Enhancers are DNA regulatory elements that play an important role in the precise
regulation of Pol II transcription initiation and, consequently, in the generation and
maintenance of patterns of gene expression. A defining characteristic of enhancers is their
capacity to regulate transcription from their target promoter, independent of the genomic
distance that separates them. Importantly, in order for enhancers to exert their regulatory
action, they must first relocalize into close spatial proximity to their target promoter and
form long-range interactions. Although these interactions have been demonstrated to
occur, the mechanisms that allow their specific and efficient formation remains largely
obscure. In this thesis, I focus on the development of tools and the expansion of our
understanding with regard to this important topic.
In the first chapter, I begin by providing a perspective of transcription initiation as
a hub of gene regulation. Then, I perform a concise overview of promoters and enhancers
as DNA regulatory elements and share the most important functional and structural
characteristics. I finalize the chapter by discussing the known regulatory mechanisms that
allow the formation of specific interactions between enhancers and promoters to take place.
In the second chapter, I present my findings on the development of imaging systems
to permit the visualization of enhancer-promoter interactions in live cells. I begin by
describing the limitations of current systems. Then, I discuss the importance of the
development of novel, innovative systems that allow specific labelling of genomic loci.

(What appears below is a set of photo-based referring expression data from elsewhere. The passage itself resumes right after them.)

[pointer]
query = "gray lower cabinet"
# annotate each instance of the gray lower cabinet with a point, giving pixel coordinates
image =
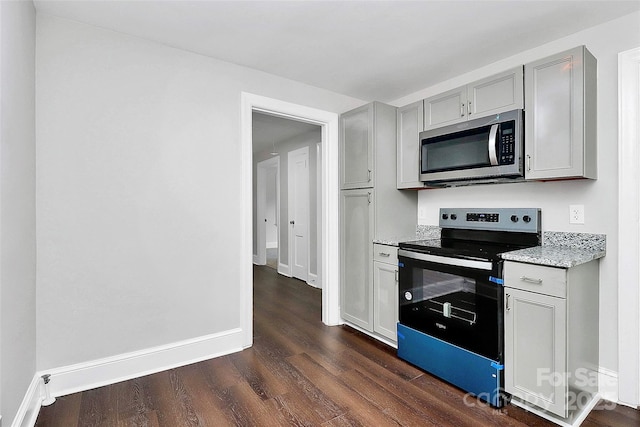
(560, 123)
(385, 291)
(356, 229)
(551, 336)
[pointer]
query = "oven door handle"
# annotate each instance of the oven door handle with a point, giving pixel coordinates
(458, 262)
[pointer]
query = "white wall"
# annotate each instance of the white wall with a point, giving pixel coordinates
(138, 190)
(17, 204)
(599, 197)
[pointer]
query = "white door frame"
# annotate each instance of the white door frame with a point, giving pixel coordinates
(261, 190)
(629, 228)
(291, 216)
(330, 202)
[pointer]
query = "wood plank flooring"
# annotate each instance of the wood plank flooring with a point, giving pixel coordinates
(299, 372)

From there, I present the possibilities and limitations of a developed dCas9/Aptamer
system for the visualization of repetitive and non-repetitive loci. I also present my findings
on the development of a two-step integration system of operator arrays and share the
principal technical limitations encountered in its development. I finish by discussing and
providing a critical perspective of relevant published work that has been produced since
these efforts were undertaken.
In the third chapter, I begin by identifying and characterizing potential enhancers
in the PCSK9 locus in hepatic derived cells. I identify three candidate enhancers with
strong transcriptional activity by reporter assays. Then, I demonstrate how the regulatory
activity of these candidate enhancers is specific to hepatic cells and their regulatory activity
can be modulated by two small molecules in a similar fashion to the endogenous PCSK9
gene. From there, I dissect these DNA regulatory sequences to identify transcription factor
binding sites responsible for transcriptional activity by bioinformatic analysis and fine
mutagenic studies. These results point towards the presence of three DNA regulatory
elements required for PKCS9 expression.
In the fourth and final chapter, I investigate two alternative promoters (P1 and P2)

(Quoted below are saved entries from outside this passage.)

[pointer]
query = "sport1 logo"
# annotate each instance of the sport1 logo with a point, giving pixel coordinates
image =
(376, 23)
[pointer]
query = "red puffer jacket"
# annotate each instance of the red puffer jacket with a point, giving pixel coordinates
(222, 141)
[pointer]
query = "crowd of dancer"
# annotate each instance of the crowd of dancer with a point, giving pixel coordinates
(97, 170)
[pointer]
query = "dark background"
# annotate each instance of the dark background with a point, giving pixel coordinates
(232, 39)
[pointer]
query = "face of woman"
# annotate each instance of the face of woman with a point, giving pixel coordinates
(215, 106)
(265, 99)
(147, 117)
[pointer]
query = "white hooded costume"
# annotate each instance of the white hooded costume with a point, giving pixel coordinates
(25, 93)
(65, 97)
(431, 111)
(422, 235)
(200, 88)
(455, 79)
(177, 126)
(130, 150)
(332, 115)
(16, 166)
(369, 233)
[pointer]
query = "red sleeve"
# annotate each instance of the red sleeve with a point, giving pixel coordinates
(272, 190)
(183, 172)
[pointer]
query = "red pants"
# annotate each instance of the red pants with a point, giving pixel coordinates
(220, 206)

that drive MYC expression and are regulated by enhancers. The two MYC promoters can
be differentially regulated across cell-types, and their selective usage is largely mediated by
distal regulatory sequences. Moreover, in colon carcinoma cells, Wnt-responsive enhancers
prefer to upregulate transcription from the P1 promoter, using reporter assays in the
context of the endogenous Wnt induction. In addition, multiple enhancer deletions using
CRISPR/Cas9 corroborate the regulatory specificity of P1. Finally, I explore how
preferential activation between Wnt-responsive enhancers and the P1 promoter is
influenced by the distinct core promoter elements that are present in the MYC promoters.
Taken together, these results provide new insight into how enhancers can specifically target
alternative promoters and suggest that the presence of alternative promoters could create a
more efficient formation of long-range interactions and a more precise combinatorial
regulation of transcription initiation.